The news is not good. In fact it is downright scary.
Consider this: of all franchises in all sports, the lowly Seattle Mariners have seen the biggest drop in attendance. MLB, NFL, NBA, NHL, group them all together and Mariner fans have left what they perceive as a sinking ship at a faster rate than anyone.
Between 2002 and 2012, according to the website 24/7 Wall Street, the attendance at Mariner games at Safeco dropped like a deadened bunt, to the thud of 51%.
Losing half your fan base in a decade says a lot. One can blame the economy and rising gas prices that keep those outside King County from going to many games, but that is, to some extent, a red herring.
The real problem is ownership and a string of poor General Managers who traded away promising rookies, or lost them to free agency, and signing, or trading for players who stunk up Seattle like rotting fish in a Pike Street Market dumpster. Adam Jones, Shin-Soo Choo, and Mike Morse are three former Mariners that have gone on to star for other teams. What a big difference thy could have made, had they stayed in Seattle.

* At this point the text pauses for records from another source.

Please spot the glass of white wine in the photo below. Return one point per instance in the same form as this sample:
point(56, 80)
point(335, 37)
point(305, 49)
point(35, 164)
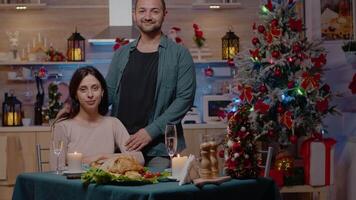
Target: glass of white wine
point(171, 139)
point(57, 146)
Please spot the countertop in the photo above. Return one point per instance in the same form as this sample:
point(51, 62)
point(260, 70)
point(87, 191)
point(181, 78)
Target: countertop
point(48, 129)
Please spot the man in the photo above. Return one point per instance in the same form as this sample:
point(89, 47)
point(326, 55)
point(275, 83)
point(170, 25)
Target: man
point(151, 82)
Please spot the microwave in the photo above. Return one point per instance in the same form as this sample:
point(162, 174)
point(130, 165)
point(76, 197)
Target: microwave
point(212, 104)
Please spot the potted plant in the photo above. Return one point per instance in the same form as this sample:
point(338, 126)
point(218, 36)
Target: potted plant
point(350, 51)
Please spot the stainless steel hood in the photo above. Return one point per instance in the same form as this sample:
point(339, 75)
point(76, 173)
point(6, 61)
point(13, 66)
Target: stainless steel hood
point(120, 24)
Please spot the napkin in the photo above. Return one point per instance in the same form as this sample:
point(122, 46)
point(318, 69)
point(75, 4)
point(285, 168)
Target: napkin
point(190, 171)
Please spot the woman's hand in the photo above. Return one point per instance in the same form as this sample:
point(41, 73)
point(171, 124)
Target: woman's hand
point(90, 159)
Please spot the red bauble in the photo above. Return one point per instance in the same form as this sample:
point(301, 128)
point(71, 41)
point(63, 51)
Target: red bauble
point(209, 72)
point(293, 139)
point(236, 147)
point(274, 22)
point(255, 41)
point(291, 84)
point(277, 72)
point(221, 153)
point(280, 108)
point(275, 54)
point(263, 88)
point(261, 29)
point(296, 48)
point(270, 133)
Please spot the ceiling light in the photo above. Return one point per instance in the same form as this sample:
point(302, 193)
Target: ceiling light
point(21, 7)
point(214, 7)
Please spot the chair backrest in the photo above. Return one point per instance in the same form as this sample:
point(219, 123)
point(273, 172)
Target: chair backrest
point(39, 157)
point(268, 160)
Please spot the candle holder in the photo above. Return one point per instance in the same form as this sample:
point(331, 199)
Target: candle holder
point(76, 47)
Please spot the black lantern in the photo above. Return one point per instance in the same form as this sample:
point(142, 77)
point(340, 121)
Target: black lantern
point(76, 47)
point(11, 111)
point(230, 45)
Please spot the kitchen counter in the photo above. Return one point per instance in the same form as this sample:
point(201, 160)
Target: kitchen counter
point(48, 129)
point(7, 129)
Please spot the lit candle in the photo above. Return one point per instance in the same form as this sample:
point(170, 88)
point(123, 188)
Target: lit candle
point(12, 119)
point(178, 165)
point(77, 54)
point(45, 43)
point(74, 161)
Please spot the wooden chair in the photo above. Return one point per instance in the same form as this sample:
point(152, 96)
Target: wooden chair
point(321, 191)
point(39, 157)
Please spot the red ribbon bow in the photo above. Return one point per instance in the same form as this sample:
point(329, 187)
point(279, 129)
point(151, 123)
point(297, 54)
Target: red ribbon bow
point(261, 107)
point(310, 80)
point(319, 61)
point(295, 25)
point(287, 120)
point(246, 93)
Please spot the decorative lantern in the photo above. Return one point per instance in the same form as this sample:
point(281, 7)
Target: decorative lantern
point(11, 111)
point(76, 47)
point(230, 45)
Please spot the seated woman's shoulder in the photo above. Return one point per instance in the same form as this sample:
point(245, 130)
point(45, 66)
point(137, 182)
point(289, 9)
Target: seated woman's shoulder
point(113, 119)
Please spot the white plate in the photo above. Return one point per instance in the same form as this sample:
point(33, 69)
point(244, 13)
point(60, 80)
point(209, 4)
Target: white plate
point(73, 172)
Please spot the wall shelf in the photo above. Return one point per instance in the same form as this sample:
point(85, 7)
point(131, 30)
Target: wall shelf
point(25, 6)
point(216, 6)
point(28, 63)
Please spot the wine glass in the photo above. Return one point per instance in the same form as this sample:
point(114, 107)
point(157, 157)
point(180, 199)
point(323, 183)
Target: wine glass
point(171, 139)
point(57, 147)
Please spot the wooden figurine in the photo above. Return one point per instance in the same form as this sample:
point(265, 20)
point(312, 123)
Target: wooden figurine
point(205, 165)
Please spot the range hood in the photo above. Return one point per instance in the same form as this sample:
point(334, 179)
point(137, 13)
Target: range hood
point(120, 24)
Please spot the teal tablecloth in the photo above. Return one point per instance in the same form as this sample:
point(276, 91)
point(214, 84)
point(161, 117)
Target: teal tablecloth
point(46, 186)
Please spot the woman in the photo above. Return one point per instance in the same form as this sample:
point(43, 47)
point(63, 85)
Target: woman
point(86, 129)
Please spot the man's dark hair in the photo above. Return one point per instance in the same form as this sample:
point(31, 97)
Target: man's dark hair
point(77, 77)
point(162, 2)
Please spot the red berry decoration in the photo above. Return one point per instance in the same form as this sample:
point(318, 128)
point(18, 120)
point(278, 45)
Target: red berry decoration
point(274, 22)
point(255, 41)
point(261, 29)
point(275, 54)
point(290, 84)
point(293, 139)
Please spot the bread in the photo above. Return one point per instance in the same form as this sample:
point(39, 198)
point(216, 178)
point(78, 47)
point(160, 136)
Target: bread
point(119, 165)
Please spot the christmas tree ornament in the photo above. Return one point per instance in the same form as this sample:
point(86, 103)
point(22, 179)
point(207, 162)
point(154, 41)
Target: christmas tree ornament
point(209, 72)
point(293, 139)
point(275, 54)
point(277, 72)
point(255, 41)
point(284, 161)
point(290, 84)
point(263, 88)
point(274, 22)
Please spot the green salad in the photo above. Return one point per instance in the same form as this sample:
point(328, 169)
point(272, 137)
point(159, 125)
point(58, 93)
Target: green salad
point(99, 176)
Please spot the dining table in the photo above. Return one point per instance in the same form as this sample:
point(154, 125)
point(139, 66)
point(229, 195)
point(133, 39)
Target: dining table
point(50, 186)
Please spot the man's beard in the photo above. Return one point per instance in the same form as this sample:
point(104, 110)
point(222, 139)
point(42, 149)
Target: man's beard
point(153, 28)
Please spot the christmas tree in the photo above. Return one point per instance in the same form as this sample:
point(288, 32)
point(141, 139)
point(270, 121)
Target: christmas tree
point(280, 89)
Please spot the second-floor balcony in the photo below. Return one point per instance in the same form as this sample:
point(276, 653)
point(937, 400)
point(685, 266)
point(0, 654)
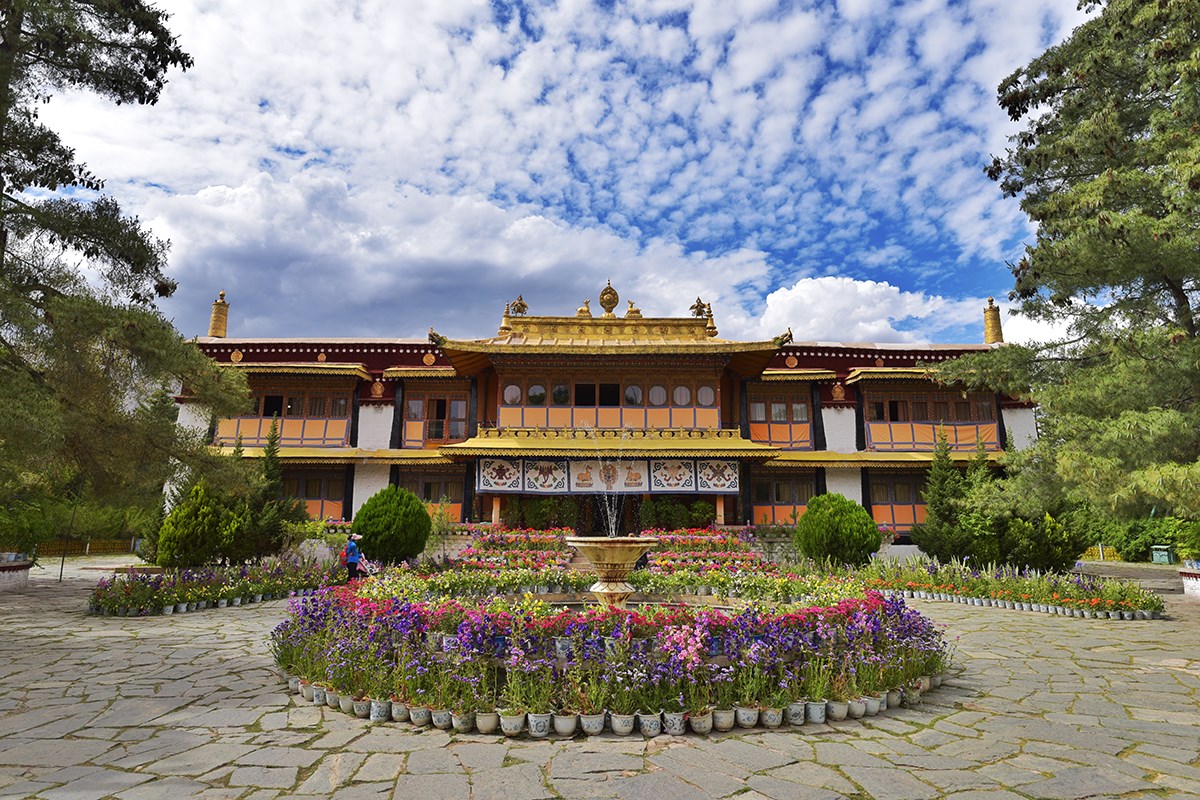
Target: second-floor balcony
point(313, 432)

Fans have sent a message to the Mariner brass. They are tired of bad player moves, they are tired of losing every season, they are tired rising ticket prices for mediocre teams, they are tired of bad community relations like ownership not wanting an arena built in the SoDo district.The message ownership sent was clear. They said they were interested in profits, not going to the World Series. Thank you Howard Lincoln. They were unwilling to spend money to bring in a winner. I can understand how over the years they became gun shy. Consider Chone Figgins. When they did try to land free agents, they were often burned. But that gets back to wrong decisions. Figgins and Ichiro were the same type of player, both singles hitters. Third base is a power slot. The signing made no sense.
But you still must spend money to make money. You can always make a profit, make up the money spent by fielding a winner, getting into the playoffs. More games, more marketing, more money. Fans in today’s age want to see a winner, especially when they are overpaying on seats and concessions. But the Mariners were content with profits they continued to make. Until recently.
I wonder if the brass has read the article that said the Mariners have dropped 51% of their fans. Are they now going to wake up? Are they now going to bring in the right players to get the good ship Mariner sailing fast in deep waters? Or are they going to continue to sail in shallow waters, probably running aground on a sandy beach on an uncharted island?
If the downward spiral continues, maybe the Mariners will follow the Sonics to Oklahoma City.